Why Cruz’s antics will help Trump with millennials

Why would the Trump campaign allow Ted Cruz to speak without pledging to endorse beforehand?

It’s simple. Either way, Donald Trump wins. If Cruz endorses, Trump secures the base. If Cruz makes the speech all about himself and stiffs Trump, Trump wins over people who dislike Cruz.

Want to know which group is bigger?

According to the last poll in the RealClearPolitics average, twice as many voters have an unfavorable view of Cruz than have a favorable view of him — 58 percent to 29 percent. Among millennials and moderates, those numbers are even higher. If you’re Trump, wouldn’t you choose the 58 percent, especially when the vast majority of the 29 percent is already voting for you?

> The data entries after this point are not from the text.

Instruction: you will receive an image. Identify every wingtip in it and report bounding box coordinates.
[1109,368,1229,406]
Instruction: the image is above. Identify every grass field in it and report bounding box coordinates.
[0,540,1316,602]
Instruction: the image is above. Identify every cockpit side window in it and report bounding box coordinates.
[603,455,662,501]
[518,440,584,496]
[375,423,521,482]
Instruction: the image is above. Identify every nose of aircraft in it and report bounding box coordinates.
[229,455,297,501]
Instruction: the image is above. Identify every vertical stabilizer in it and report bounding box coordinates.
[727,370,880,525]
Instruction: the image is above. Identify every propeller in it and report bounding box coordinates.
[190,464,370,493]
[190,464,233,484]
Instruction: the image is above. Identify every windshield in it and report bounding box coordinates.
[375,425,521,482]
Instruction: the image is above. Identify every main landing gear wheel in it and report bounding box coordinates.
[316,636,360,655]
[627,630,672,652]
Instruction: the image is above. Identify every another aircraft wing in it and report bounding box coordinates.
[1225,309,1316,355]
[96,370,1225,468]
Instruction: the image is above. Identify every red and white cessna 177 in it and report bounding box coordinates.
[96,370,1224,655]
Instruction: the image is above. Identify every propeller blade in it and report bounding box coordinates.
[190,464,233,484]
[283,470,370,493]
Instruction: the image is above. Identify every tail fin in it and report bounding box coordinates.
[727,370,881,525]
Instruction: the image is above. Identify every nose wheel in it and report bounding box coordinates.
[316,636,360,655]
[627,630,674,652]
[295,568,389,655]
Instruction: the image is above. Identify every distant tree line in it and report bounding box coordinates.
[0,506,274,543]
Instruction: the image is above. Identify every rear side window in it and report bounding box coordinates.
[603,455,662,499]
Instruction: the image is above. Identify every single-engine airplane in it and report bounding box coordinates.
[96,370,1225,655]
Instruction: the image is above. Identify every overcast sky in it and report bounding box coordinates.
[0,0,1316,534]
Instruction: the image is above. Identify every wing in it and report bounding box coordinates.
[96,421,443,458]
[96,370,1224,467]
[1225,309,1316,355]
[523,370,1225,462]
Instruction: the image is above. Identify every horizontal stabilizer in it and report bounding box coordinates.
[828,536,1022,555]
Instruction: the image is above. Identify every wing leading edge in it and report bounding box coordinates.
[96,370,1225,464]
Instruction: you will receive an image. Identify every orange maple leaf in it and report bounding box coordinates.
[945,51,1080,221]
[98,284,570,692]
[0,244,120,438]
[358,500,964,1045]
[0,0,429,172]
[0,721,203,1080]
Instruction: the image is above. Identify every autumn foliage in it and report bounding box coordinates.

Cruz’s non-endorsement of Trump sends a message to these 58 percent: Trump is independent of Cruz’s flat-earth politics.

In many ways, Cruz embodies much of what millennials can’t stand about the Republican Party: pointlessly disagreeable, preachy, absolutist, too connected to Wall Street, and disconnected from real-world problems.

While millennial favorability of Trump has been very, very low, the fact that Cruz the curmudgeon hates Trump might make some millennials take a second look. Trump’s open views on social issues and his non-ideological approach to policy provide a stark contrast to Cruz.

And clearly, this contrast was one Trump wanted to exhibit on national television.

In some ways, Trump allowing Cruz to diss him was the beginning of his pivot to the general election. He wanted to show moderates, millennials, and anti-Hillary Democrats that he isn’t tied to polarizing GOP figures.

One has to wonder: Does Trump wish Jeb Bush would have delivered a convention speech too?

From a polling perspective, Trump is smart to distance himself from the Bushes and from Cruz. It goes to show that GOP disunity can be an advantage for Trump if it dis-unites him from the party’s most unpopular policies and politicians.